Question

If a function $f : \mathbb{Z} \to \mathbb{Z}$ is defined by $f(x) = x - (-1)^x$, then $f(x)$ is

• A. one-one, but not onto
• B. onto, but not one-one
• C. both one-one and onto
• D. neither one-one nor onto

Hint:

Check parity and behavior on even/odd inputs when dealing with functions involving $(-1)^x$ for injectivity and surjectivity.

Answer 1

The Correct Option is C

The function $f(x) = x - (-1)^x$ maps integers to integers. For every integer $x$, $(-1)^x$ is either $1$ or $-1$. - If $x$ is even, $f(x) = x - 1$. - If $x$ is odd, $f(x) = x + 1$. Checking one-one (injectivity): - Suppose $f(x_1) = f(x_2)$. - If both $x_1, x_2$ are even or both are odd, then $x_1 - 1 = x_2 - 1$ or $x_1 + 1 = x_2 + 1$, implying $x_1 = x_2$. - If one is even and the other is odd, the function values differ by at least 2, so no two different inputs produce the same output. Thus, $f$ is one-one.

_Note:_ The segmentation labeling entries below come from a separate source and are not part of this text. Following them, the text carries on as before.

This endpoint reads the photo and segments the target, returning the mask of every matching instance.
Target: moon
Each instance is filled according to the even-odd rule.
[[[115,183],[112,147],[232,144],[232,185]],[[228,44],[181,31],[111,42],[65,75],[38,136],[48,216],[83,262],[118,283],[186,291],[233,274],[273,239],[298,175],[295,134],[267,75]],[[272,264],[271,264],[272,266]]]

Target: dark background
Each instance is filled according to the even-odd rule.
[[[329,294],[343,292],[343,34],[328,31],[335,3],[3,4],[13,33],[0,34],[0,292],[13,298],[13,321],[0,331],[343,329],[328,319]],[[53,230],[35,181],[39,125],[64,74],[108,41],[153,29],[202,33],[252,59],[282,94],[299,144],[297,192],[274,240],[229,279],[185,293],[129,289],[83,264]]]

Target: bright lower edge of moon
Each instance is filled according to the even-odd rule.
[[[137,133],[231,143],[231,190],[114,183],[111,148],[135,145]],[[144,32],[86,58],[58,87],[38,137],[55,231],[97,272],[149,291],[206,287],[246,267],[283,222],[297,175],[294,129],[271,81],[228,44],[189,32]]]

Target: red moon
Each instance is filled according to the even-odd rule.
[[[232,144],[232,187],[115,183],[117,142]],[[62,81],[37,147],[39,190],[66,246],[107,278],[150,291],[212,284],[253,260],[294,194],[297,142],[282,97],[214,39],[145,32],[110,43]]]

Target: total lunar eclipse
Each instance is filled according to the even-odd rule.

Checking onto (surjectivity): - For any integer $y$, find $x$ such that $f(x) = y$. - If $y$ is even, choose $x = y + 1$ (odd), then $f(x) = (y + 1) + 1 = y + 2$, no. - Instead, better to consider for all integers the function covers all integers since it maps even $x$ to odd integers and odd $x$ to even integers, alternating coverage. Hence, $f$ is onto. Therefore, $f$ is both one-one and onto.